Aber noch immer klingen in mir die Solidarität beim Marsch und der berührende Gesang des jüdischen Kantors positiv nach.

Es sind diese Gegensätze, die für mich zusammengehören wie zwei Seiten einer Medaille: Die Schrecklichkeit dessen, was Menschen einander weltweit antun, die Zerstörung – und die Solidarität, das Gute, was sie gemeinsam zu schaffen vermögen.

 Im Blick auf das Reformationsfest frage ich mich, was die Reformation damals und heute für ambivalente Gefühle ausgelöst hat und vielleicht noch auslöst. Als Luther, Zwingli und die anderen Reformatoren aufbegehrten, waren damit jedenfalls starke Gefühle verbunden: Provokation und Trotz, bisweilen blanker Hass, aber auch Befreiung und Enthusiasmus.

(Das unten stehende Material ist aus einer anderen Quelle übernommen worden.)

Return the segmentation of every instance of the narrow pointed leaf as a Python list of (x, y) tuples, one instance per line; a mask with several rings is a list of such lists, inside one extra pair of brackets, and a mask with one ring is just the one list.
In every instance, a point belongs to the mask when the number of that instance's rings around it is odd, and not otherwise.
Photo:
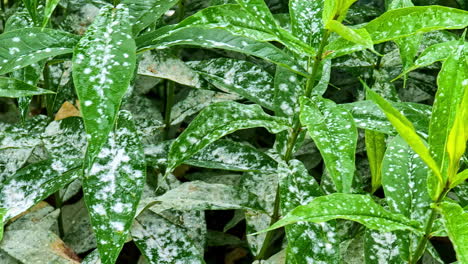
[(53, 93), (53, 91), (41, 89), (17, 79), (0, 77), (0, 97), (19, 98)]
[(261, 67), (228, 58), (190, 62), (189, 66), (219, 89), (274, 109), (273, 76)]
[(135, 124), (121, 111), (94, 163), (85, 168), (83, 193), (103, 264), (117, 259), (145, 182), (146, 164)]
[[(279, 173), (283, 215), (323, 195), (319, 184), (307, 172), (302, 162), (291, 160), (289, 166), (283, 165), (279, 168)], [(288, 239), (287, 259), (291, 263), (311, 261), (339, 263), (339, 239), (334, 221), (323, 224), (295, 223), (285, 228)]]
[(351, 114), (327, 99), (301, 98), (301, 123), (322, 154), (338, 192), (350, 193), (355, 171), (357, 128)]
[[(438, 178), (438, 182), (443, 182), (442, 175), (439, 166), (429, 154), (429, 149), (424, 144), (423, 140), (416, 134), (413, 124), (398, 110), (385, 101), (380, 95), (372, 90), (367, 90), (368, 98), (374, 101), (385, 113), (388, 120), (392, 123), (398, 134), (410, 145), (410, 147), (416, 152), (421, 159), (429, 166)], [(434, 197), (433, 197), (434, 198)]]
[(88, 161), (99, 152), (135, 68), (135, 42), (128, 9), (105, 6), (73, 54), (73, 82), (88, 139)]
[(332, 219), (351, 220), (359, 222), (367, 228), (384, 232), (393, 230), (421, 231), (417, 222), (411, 221), (401, 214), (386, 211), (367, 195), (344, 193), (321, 196), (307, 205), (298, 206), (267, 230), (297, 222), (321, 223)]
[(364, 28), (352, 29), (336, 20), (329, 21), (326, 25), (326, 28), (332, 32), (336, 32), (346, 40), (362, 45), (368, 49), (373, 49), (371, 36)]
[(79, 177), (81, 160), (48, 159), (7, 177), (0, 185), (0, 208), (10, 219), (44, 200)]
[(0, 241), (3, 239), (3, 225), (4, 225), (4, 218), (7, 210), (4, 208), (0, 208), (0, 224), (2, 225), (0, 227)]
[(50, 16), (54, 12), (60, 0), (46, 0), (46, 5), (44, 8), (44, 18), (42, 20), (42, 27), (46, 27), (49, 23)]
[(382, 185), (382, 159), (385, 152), (385, 135), (379, 132), (366, 130), (366, 154), (371, 171), (371, 192), (374, 193)]
[[(156, 32), (158, 33), (158, 32)], [(307, 76), (307, 73), (290, 55), (271, 43), (261, 42), (244, 36), (236, 36), (228, 31), (214, 28), (185, 27), (170, 34), (148, 33), (137, 39), (138, 47), (164, 49), (176, 45), (193, 45), (205, 48), (218, 48), (245, 53), (290, 69)], [(148, 40), (149, 39), (149, 40)]]
[(468, 212), (458, 204), (443, 202), (438, 208), (442, 212), (444, 225), (457, 253), (459, 263), (468, 262)]
[(172, 143), (167, 171), (173, 170), (192, 155), (217, 139), (234, 131), (265, 127), (271, 133), (288, 128), (286, 121), (267, 115), (258, 105), (220, 102), (205, 108)]
[(40, 60), (72, 53), (78, 36), (48, 28), (23, 28), (0, 35), (0, 75)]
[[(442, 183), (445, 184), (446, 172), (449, 166), (449, 155), (447, 143), (450, 130), (452, 129), (457, 114), (459, 104), (463, 99), (464, 85), (468, 79), (468, 66), (465, 59), (464, 43), (458, 45), (457, 50), (442, 65), (442, 69), (437, 77), (437, 93), (432, 107), (431, 122), (429, 124), (429, 150), (434, 157), (435, 163), (441, 169)], [(429, 177), (429, 189), (432, 197), (436, 197), (441, 189), (437, 187), (434, 176)]]

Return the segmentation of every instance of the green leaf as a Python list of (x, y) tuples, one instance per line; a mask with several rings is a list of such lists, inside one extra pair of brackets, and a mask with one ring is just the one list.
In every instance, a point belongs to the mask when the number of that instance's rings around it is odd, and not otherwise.
[(46, 27), (49, 23), (50, 16), (54, 12), (60, 0), (46, 0), (46, 5), (44, 8), (44, 18), (42, 20), (42, 27)]
[(88, 134), (87, 163), (107, 140), (135, 68), (128, 9), (105, 6), (73, 53), (73, 82)]
[(55, 29), (24, 28), (0, 35), (0, 75), (71, 53), (78, 37)]
[(265, 127), (271, 133), (288, 128), (285, 120), (267, 115), (258, 105), (220, 102), (208, 106), (172, 143), (166, 172), (172, 171), (217, 139), (253, 127)]
[(315, 48), (318, 48), (323, 35), (323, 2), (323, 0), (289, 1), (292, 33), (303, 42)]
[[(380, 95), (374, 91), (368, 89), (367, 96), (369, 99), (374, 101), (385, 113), (388, 120), (392, 123), (398, 134), (408, 143), (408, 145), (416, 152), (421, 159), (429, 166), (429, 168), (437, 176), (438, 182), (442, 184), (443, 179), (439, 169), (439, 166), (429, 154), (429, 149), (424, 144), (423, 140), (416, 134), (413, 124), (398, 110), (385, 101)], [(434, 199), (434, 196), (432, 196)]]
[(459, 172), (452, 180), (450, 184), (450, 188), (454, 188), (455, 186), (462, 184), (465, 180), (468, 179), (468, 169), (465, 169), (462, 172)]
[(52, 121), (42, 133), (44, 147), (52, 157), (82, 159), (86, 148), (86, 134), (80, 117)]
[[(456, 51), (458, 46), (459, 41), (453, 40), (434, 44), (432, 46), (427, 47), (414, 61), (414, 64), (412, 64), (411, 67), (403, 71), (395, 79), (400, 78), (402, 75), (405, 75), (410, 71), (414, 71), (418, 68), (429, 66), (437, 61), (443, 61), (447, 59), (450, 56), (450, 54)], [(465, 46), (468, 47), (468, 43), (465, 43)]]
[(177, 4), (178, 0), (123, 0), (130, 9), (130, 24), (133, 25), (133, 35), (137, 35), (151, 23), (157, 21), (167, 10)]
[(53, 91), (41, 89), (17, 79), (0, 77), (0, 97), (19, 98), (23, 96), (53, 93)]
[(382, 185), (382, 159), (385, 152), (385, 135), (371, 130), (365, 131), (367, 159), (371, 171), (371, 193)]
[[(172, 141), (145, 146), (146, 160), (152, 165), (164, 165)], [(239, 142), (217, 140), (184, 162), (192, 166), (233, 171), (273, 172), (277, 164), (267, 154)]]
[(366, 229), (364, 234), (364, 255), (366, 264), (403, 264), (403, 252), (398, 249), (395, 232), (380, 232)]
[(301, 98), (300, 119), (320, 150), (337, 191), (350, 193), (357, 144), (357, 128), (351, 114), (327, 99)]
[[(442, 184), (445, 184), (448, 175), (452, 174), (452, 172), (447, 171), (449, 167), (448, 138), (457, 114), (461, 114), (458, 110), (463, 110), (463, 108), (459, 108), (459, 104), (463, 99), (465, 89), (463, 82), (468, 79), (466, 71), (468, 64), (464, 55), (465, 45), (462, 40), (460, 42), (456, 51), (444, 62), (437, 76), (438, 89), (429, 123), (429, 150), (435, 163), (443, 172), (442, 179), (439, 179)], [(440, 194), (443, 187), (436, 183), (436, 178), (430, 175), (428, 187), (433, 199)]]
[(121, 111), (94, 163), (83, 193), (103, 264), (114, 263), (128, 235), (145, 182), (146, 164), (130, 113)]
[(456, 203), (443, 202), (438, 205), (444, 225), (453, 243), (460, 263), (468, 262), (468, 212)]
[[(169, 29), (165, 29), (168, 31)], [(148, 41), (149, 40), (149, 41)], [(307, 72), (290, 55), (271, 43), (261, 42), (228, 31), (213, 28), (185, 27), (169, 34), (151, 32), (137, 39), (138, 47), (164, 49), (176, 45), (193, 45), (205, 48), (218, 48), (245, 53), (273, 62), (298, 74)]]
[[(467, 18), (468, 11), (456, 8), (414, 6), (387, 11), (363, 28), (367, 30), (374, 44), (378, 44), (435, 30), (464, 28), (468, 26)], [(336, 58), (364, 48), (339, 38), (331, 42), (325, 50), (331, 52), (330, 58)]]
[(4, 209), (4, 208), (0, 208), (0, 223), (1, 223), (1, 227), (0, 227), (0, 241), (2, 241), (3, 239), (3, 223), (4, 223), (4, 218), (5, 218), (5, 214), (7, 213), (7, 209)]
[(79, 177), (81, 160), (47, 159), (28, 165), (0, 185), (0, 208), (10, 219)]
[(194, 245), (186, 228), (150, 210), (135, 219), (131, 232), (151, 264), (204, 263), (203, 252)]
[[(317, 181), (298, 160), (289, 161), (289, 166), (282, 165), (278, 173), (281, 177), (280, 201), (283, 215), (323, 195)], [(335, 222), (305, 222), (286, 226), (288, 260), (291, 263), (308, 263), (312, 260), (338, 263), (339, 239), (335, 225)], [(298, 254), (299, 252), (302, 254)]]
[(24, 6), (28, 10), (29, 15), (31, 16), (32, 20), (37, 23), (37, 2), (38, 0), (23, 0)]
[(220, 90), (237, 93), (268, 109), (275, 108), (273, 77), (253, 63), (217, 58), (190, 62), (189, 66)]
[[(185, 182), (153, 199), (150, 203), (153, 212), (175, 210), (231, 210), (251, 209), (263, 211), (251, 192), (241, 191), (233, 186), (206, 183), (202, 181)], [(149, 207), (149, 206), (147, 206)]]
[(317, 197), (307, 205), (298, 206), (267, 230), (273, 230), (297, 222), (321, 223), (332, 219), (355, 221), (365, 225), (367, 228), (383, 232), (393, 230), (421, 232), (417, 222), (411, 221), (401, 214), (386, 211), (371, 197), (345, 193), (334, 193)]
[[(431, 106), (409, 102), (391, 102), (391, 104), (414, 124), (417, 132), (427, 137)], [(385, 113), (371, 100), (341, 104), (340, 106), (351, 112), (358, 128), (390, 135), (396, 133)]]
[(332, 32), (336, 32), (346, 40), (362, 45), (371, 50), (374, 49), (371, 36), (364, 28), (352, 29), (336, 20), (330, 20), (327, 23), (326, 28)]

Heute, Jahrhunderte später, leben die Konfessionen von damals friedlich miteinander in diesem Land. Einem Land des Friedens, der Demokratie, der Meinungs- und Religionsfreiheit. Einem Land, in dem Bildung (auch das ein Ergebnis der Reformation) frei zugänglich ist. Ein Land, das in der Integration und Inklusion nicht alles, aber doch viel erreicht hat – allzu oft weit mehr als andere Länder, die sich aus Angst, Ignoranz, Unbarmherzigkeit oder Nationalismus abgeschottet haben.

Warum also gibt es Hass und Angst, Radikalismus und Unversöhnlichkeit auch heute, auch hier bei uns? Warum erzielen die, die nachweislich so gar nichts Gutes, Ausgleichendes oder für die Schwachen Hilfreiches wollen, gute Wahlergebnisse?

An dieser Stelle frage ich: Wo ist der Geist der Reformation? Ist der Reformationstag ein Tag der Gleichgültigkeit und Gewohnheit geworden?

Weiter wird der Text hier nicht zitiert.